L’eredità tramandata dagli Apostoli è stata vissuta dalle nostre Chiese secondo forme e modalità diverse, e ha avuto uno sviluppo differente secondo il carattere e le situazioni di vita proprie di ognuna (cf. Ivi 14). Questo ha portato a differenti espressioni liturgiche, disciplinari e teologiche; in se stesse, finché questa varietà è complementare invece che contraddittoria, queste differenti espressioni sono un arricchimento per la vita e la missione della Chiesa tra le nazioni (cf. Ivi 14-17). Perciò l’unità di fede è arricchita dal particolare contributo culturale e spirituale di ogni popolo e di ogni Chiesa locale.

I contatti che abbiamo ristabilito ci danno ora la possibilità di riscoprire la profonda e vera realtà di questa esistente unità. Anche le reali divergenze tra di noi sono viste ora più chiaramente man mano che le liberiamo dai tanti elementi secondari che derivano da ambiguità di linguaggio.

Questo processo richiede – e ciò e indispensabile – che incrementiamo i nostri contatti diretti e sviluppiamo la nostra reciproca conoscenza.

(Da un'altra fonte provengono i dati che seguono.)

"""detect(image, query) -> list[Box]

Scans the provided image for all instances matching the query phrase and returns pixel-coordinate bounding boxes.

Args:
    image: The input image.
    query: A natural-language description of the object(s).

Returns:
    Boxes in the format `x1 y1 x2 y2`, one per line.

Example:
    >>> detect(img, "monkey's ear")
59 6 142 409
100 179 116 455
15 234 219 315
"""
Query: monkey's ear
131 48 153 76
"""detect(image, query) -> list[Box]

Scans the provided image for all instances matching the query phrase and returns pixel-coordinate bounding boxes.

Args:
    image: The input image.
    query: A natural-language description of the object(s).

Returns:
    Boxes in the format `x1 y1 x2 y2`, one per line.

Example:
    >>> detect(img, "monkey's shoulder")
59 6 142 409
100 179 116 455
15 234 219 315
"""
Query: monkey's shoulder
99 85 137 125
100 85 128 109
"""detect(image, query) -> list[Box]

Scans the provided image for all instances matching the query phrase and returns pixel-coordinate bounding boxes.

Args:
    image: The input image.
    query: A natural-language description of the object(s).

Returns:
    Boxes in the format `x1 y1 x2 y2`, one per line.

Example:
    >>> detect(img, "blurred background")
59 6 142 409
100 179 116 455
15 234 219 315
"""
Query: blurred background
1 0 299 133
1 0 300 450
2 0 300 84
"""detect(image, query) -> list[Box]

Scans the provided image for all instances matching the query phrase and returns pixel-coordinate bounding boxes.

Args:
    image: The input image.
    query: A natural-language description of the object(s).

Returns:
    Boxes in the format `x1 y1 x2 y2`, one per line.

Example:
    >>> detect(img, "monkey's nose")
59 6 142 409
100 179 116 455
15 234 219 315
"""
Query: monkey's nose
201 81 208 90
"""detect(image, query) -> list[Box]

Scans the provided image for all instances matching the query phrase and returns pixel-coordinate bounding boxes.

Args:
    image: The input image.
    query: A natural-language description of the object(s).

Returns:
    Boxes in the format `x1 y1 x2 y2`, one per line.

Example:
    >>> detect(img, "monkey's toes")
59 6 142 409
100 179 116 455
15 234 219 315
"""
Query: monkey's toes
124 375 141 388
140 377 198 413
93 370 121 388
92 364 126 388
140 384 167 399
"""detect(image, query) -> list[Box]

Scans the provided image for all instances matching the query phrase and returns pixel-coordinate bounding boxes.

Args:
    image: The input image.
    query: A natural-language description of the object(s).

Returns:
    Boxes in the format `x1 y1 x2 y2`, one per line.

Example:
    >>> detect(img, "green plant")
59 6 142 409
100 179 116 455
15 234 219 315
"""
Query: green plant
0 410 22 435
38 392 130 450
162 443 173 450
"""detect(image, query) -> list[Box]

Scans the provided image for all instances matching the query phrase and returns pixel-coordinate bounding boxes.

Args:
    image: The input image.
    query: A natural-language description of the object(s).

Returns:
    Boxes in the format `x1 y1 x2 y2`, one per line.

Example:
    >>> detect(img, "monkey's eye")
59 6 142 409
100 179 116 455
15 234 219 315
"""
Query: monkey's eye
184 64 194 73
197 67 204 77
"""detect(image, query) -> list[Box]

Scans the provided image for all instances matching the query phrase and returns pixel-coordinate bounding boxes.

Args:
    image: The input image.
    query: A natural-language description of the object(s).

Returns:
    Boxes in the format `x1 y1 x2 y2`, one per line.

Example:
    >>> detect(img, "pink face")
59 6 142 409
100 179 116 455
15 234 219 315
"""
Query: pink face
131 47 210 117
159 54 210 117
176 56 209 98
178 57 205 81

Le conversazioni teologiche e il dialogo renderanno un contributo essenziale alla chiarificazione ed alla definitiva risoluzione delle questioni aperte, con uno sguardo rivolto alla piena riconciliazione. La Chiesa cattolica è pronta ad iniziare tali contatti diretti per la ricerca della piena unità e a fare tutto ciò che le è possibile, in armonia con le altre Chiese, per proseguire in questa ricerca che corrisponde, senza dubbio, a ciò che Dio vuole per la sua Chiesa.

Nel processo verso la piena unità e necessario favorire contatti di vita tra le varie comunità, e farlo a diversi livelli così da coinvolgere tutti coloro che compongono la vita della Chiesa nei suoi molteplici aspetti. In verità una mutua collaborazione disinteressata e cordiale sostenuta dalla comune preghiera può contribuire non solo a cancellare amare memorie del passato, ma anche al consolidamento delle nostre relazioni presenti e alla crescita verso una piena unità. A questo proposito vorrei assicurarvi del desiderio della Chiesa cattolica di Etiopia di pregare e di lavorare, in uno spirito di amore fraterno, per raggiungere quel traguardo e, nello stesso tempo, di fare esperienza, quale dono dello Spirito Santo, di alcuni dei benefici della unita cristiana.

Oggi l’unità dei cristiani è più urgente che mai, sia per la vita interna della Chiesa che per la sua opera di evangelizzazione del mondo moderno. Tra i cambiamenti attuali di cui l’umanità sta facendo esperienza, la testimonianza unita e comune di tutti i cristiani può essere lo strumento di una più efficace proclamazione del Vangelo e anche un attivo contributo alla riconciliazione tra i popoli e alla pace del mondo.

Vostra Santità, mentre esprimo i pensieri che mi vengono spontanei in occasione della vostra gradita visita a Roma, desidero assicurarvi dei miei sentimenti di fraternità e di solidarietà con tutta la Chiesa di Etiopia alla quale presiedete ed affermare che la Chiesa cattolica è pronta a stabilire sempre più stretti contatti e a impegnarsi a quel più profondo dialogo che, favorito e sostenuto dalla preghiera, contribuirà a costruire l’unità voluta dal nostro Signore e Salvatore Gesù Cristo.

Per vostro tramite saluto tutto il popolo di Etiopia e offro i miei migliori auguri per una società pacifica e costruttiva e per una fruttuosa prosperità.